Published in final edited form as: Toxicol Appl Pharmacol. 2018 Sep 19;359:47–54. doi: 10.1016/j.taap.2018.09.022

Bisphenol A (BPA) and bisphenol S (BPS) alter the promoter activity of the ABCB1 gene encoding P-glycoprotein in the human placenta in a haplotype-dependent manner

Jordan T Speidel 1,2,3, Meixiang Xu 2, Sherif Z Abdel-Rahman 2,4
PMCID: PMC6196727  NIHMSID: NIHMS1507919  PMID: 30240697

Abstract

Exposure to bisphenols (BPA and BPS) during pregnancy can significantly affect fetal development and increase risk of adverse health consequences, however the underlying mechanisms are not fully elucidated. In human placenta, the efflux transporter P-glycoprotein (P-gp), encoded by the ABCB1 gene, extrudes its substrates from the trophoblasts back into the maternal circulation. Alterations in levels of placental P-gp could therefore significantly affect fetal exposure to xenobiotics that are P-gp substrates. The ABCB1 promoter contains many single nucleotide polymorphisms (SNPs). In the genome, SNPs are not arrayed as independent variants but as combinations forming defined haplotypes. Recently, we determined the haplotype sequences encompassing the ABCB1 promoter SNPs and found that promoter haplotypes differentially affect ABCB1 promoter activity. Here we investigate the effect of BPA and BPS on ABCB1 promoter activity by testing the hypothesis that BPA and BPS exposure affect ABCB1 promoter activity in a haplotype-dependent manner. Our data indicate that acute exposure to 50nM BPA induced a significant haplotype-dependent increase in ABCB1 promoter activity (P<0.05). However, acute exposure to 0.5nM BPS induced a significant decrease (P<0.05) in promoter activity that was haplotype-dependent. Chronic exposure to BPA and BPS individually (5nM and 0.3nM, respectively) or as a mixture (5nM BPA:1.5nM BPS) induced significant haplotype-dependent increases (P<0.01) in ABCB1 promoter activity. Our data indicate that BPA and BPS significantly alter ABCB1 promoter activity in a haplotype- and exposure type- dependent manners. Such alteration could significantly impact placental P-gp levels and alter fetal exposure to many therapeutic and environmental xenobiotics.

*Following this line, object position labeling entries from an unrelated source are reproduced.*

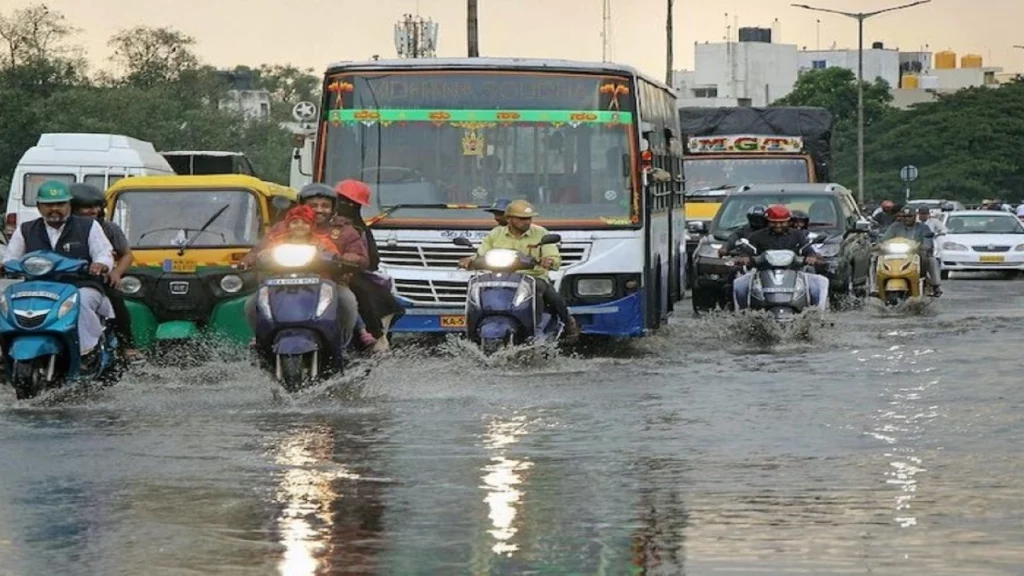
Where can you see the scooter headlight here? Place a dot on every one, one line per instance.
(326, 297)
(263, 302)
(37, 265)
(293, 255)
(522, 293)
(68, 305)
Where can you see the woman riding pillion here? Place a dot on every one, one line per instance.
(88, 202)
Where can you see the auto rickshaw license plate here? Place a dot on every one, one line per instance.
(453, 322)
(182, 266)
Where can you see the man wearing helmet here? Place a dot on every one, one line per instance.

Keywords: BPA/BPS, ABCB1, polymorphisms, haplotypes, P-glycoprotein, placenta

Introduction

Bisphenol A (BPA, 4,4’-Isopropylidenediphenol) is produced in mass quantities for use in polycarbonate plastics and many daily-use consumer products including water bottles, canned food inner-linings, thermal receipt paper, and many more (Biedermann et al., 2010; Chen et al., 2016; Liao and Kannan, 2013). BPA is a xenoestrogen that is thought to mimic natural estrogens’ action through binding to estrogen receptors and regulating expression of target genes (Bonefeld-Jørgensen et al., 2007; Richter et al., 2007). Evidence for the estrogenic effects of BPA was first identified in 1936 and subsequently health risks associated with chronic low-dose exposure have been reported (Dodds and Lawson, 1936; Krishnan et al., 1993; Rochester, 2013). BPA exposure-associated health effects have led to the emergence of many other bisphenol derivatives as BPA replacements that are now appearing at measurable quantities in many of the same goods (Liao et al., 2012; Liao and Kannan, 2013). One of the common substitutes is bisphenol S (BPS, 4,4’-sulfonyldiphenol), with measurable amounts observed in surface waters, sewage effluent (Xuan et al., 2014; Yamazaki et al., 2015) and indoor dust at concentrations as high as 25% of that of BPA (0.34μg/g; 1.33μg/g) (Liao and Kannan, 2013). Chronic exposure to both of these chemicals has led to detectable, quantifiable amounts of BPA and BPS in human tissues and fluids, raising concerns for potential health hazards resulting from exposure to these chemicals individually or as a mixture (Ikezuki et al., 2002).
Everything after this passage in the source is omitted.